A Huge Milestone

Today, Saturday September 2, 2023 is a big day for my family. My wife’s aunt, the family matriarch, turns 100.

This is no small achievement. She was born in the turbulence of the Weimar Republic, lived through the Great Depression, survived World War Two, had a successful teaching career, traveled the world and has spent decades mentoring younger people.

She is a force of nature, with that stereotypical German pigheadedness that has allowed her (usually) to do what she likes, when she wants. I have fond memories of being in the ancestral town, Lipstadt, on a Sunday. The town museum isn’t open in Sunday, but there was a painting she wanted us to see. A quick call to the curator and the museum was opened for a private viewing. People don’t say no to her.

At 100 she’s slowing down. She has written her last book (though I recall hearing her say that years ago yet she published in one in 2021). She gave up her car last year, around the same time she moved from her apartment to a seniors’ residence.

I have mentioned her from time to time in a number of posts, and below you will find one my my favorites, first published in November 2014,

Every family has certain traditions that have developed over the years. Frequently they are small, sometimes silly, things that don’t mean much but are fun to have. In our family one of those rituals involves having your picture taken with the pigs in Lippstadt, Germany, my wife’s ancestral home.

The pigs in question are public art of a sort. There are three of them, on wheels, usually found on the main street, the Langestrasse, to the delight of children and their parents. They are both big enough and small enough to sit on and are joined together by a rope. If you like you can pull them to a different part of the street, with or without passengers.

So I was distressed to receive an email in June from my vacationing brother-in-law saying that the pigs were missing. He had looked not only on the Langestrasse but on the side streets – he sent me a map showing where he had looked.

I looked online, and found lots of tourists’ pictures of the critters, but no information as to their whereabouts.

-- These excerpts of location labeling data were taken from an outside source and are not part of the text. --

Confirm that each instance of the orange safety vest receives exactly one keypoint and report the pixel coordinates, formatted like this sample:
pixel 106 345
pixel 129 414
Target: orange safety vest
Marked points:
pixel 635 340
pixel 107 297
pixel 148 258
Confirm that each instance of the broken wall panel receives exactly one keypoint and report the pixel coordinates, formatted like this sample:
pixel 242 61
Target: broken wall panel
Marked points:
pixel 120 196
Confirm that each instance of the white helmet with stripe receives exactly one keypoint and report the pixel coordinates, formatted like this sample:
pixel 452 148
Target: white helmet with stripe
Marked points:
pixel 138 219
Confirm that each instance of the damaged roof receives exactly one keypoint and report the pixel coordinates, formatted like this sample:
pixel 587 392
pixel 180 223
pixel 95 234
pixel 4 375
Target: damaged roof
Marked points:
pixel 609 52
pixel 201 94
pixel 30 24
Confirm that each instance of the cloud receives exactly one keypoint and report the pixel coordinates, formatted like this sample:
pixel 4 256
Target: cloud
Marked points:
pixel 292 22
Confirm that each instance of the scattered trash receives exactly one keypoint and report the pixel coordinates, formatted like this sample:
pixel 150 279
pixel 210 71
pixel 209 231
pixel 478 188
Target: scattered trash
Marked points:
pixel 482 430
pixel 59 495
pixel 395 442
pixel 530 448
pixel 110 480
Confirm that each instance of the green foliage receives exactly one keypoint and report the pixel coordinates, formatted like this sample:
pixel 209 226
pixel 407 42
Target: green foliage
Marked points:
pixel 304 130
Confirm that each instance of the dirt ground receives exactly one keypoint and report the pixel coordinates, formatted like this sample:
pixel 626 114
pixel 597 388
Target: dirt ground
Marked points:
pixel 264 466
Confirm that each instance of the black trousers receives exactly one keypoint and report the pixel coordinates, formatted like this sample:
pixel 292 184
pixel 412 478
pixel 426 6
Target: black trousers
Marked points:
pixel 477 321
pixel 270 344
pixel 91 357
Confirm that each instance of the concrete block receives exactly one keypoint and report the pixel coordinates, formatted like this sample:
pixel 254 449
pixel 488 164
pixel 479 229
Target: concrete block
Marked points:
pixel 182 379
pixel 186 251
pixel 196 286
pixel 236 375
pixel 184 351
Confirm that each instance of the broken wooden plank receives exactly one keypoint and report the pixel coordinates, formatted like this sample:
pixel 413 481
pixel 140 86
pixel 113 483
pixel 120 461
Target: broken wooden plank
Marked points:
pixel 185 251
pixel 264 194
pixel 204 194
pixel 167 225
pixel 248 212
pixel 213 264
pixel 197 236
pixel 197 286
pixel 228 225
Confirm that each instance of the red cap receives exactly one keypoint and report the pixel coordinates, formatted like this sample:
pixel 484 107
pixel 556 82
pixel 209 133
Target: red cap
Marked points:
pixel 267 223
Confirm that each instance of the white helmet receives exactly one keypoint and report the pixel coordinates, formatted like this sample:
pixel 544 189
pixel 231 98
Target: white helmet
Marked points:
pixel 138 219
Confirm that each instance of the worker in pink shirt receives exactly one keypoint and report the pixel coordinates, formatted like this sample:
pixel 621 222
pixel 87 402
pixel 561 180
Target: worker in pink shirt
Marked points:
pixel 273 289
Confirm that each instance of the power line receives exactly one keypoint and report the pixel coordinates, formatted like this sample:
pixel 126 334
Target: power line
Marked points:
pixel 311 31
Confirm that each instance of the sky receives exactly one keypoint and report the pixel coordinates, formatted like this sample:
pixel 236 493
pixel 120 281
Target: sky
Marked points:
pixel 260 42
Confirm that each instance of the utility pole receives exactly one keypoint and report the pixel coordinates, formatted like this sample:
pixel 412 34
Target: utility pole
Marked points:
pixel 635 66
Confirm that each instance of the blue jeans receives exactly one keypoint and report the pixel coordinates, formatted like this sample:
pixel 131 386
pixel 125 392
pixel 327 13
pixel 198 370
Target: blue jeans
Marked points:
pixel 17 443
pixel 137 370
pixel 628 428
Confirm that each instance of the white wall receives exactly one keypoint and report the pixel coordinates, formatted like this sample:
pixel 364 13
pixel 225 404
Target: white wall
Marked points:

My brother-in-law asked his aunt, who knows everything about Lippstadt. She hadn’t noticed the pigs’ absence. Well, I suspect she probably had, she doesn’t miss anything, but she sees them as just pigs, they don’t hold the same fascination for her that they hold for the rest of the family.

Aunts and uncles though exist to fulfil the wishes of their nieces and nephews (and if my niece is reading this I am speaking metaphorically, don’t get your hopes up). So if the pigs weren’t in their usual haunts, someone must know what had happened. If the children (who are all adults) were concerned then their aunt must act. She contacted the authorities. I don’t speak German, but I could make out the word Kanada in the clip below – obviously she was telling city hall that her guests from afar were concerned. I don’t know if she realized she was being recorded.

Turns out the pigs hadn’t been stolen, which is something we had considered as a possibility. They were at the vet, or whatever the equivalent when you are a wooden pig on wheels. They were back in place when we visited in July.

Someday soon I`m going to write a little bit about the various pieces of public art we encountered in Europe this summer. The pigs are more children`s amusement than art, but there is something quaint about them. I am glad they are once again patrolling the Langestrasse.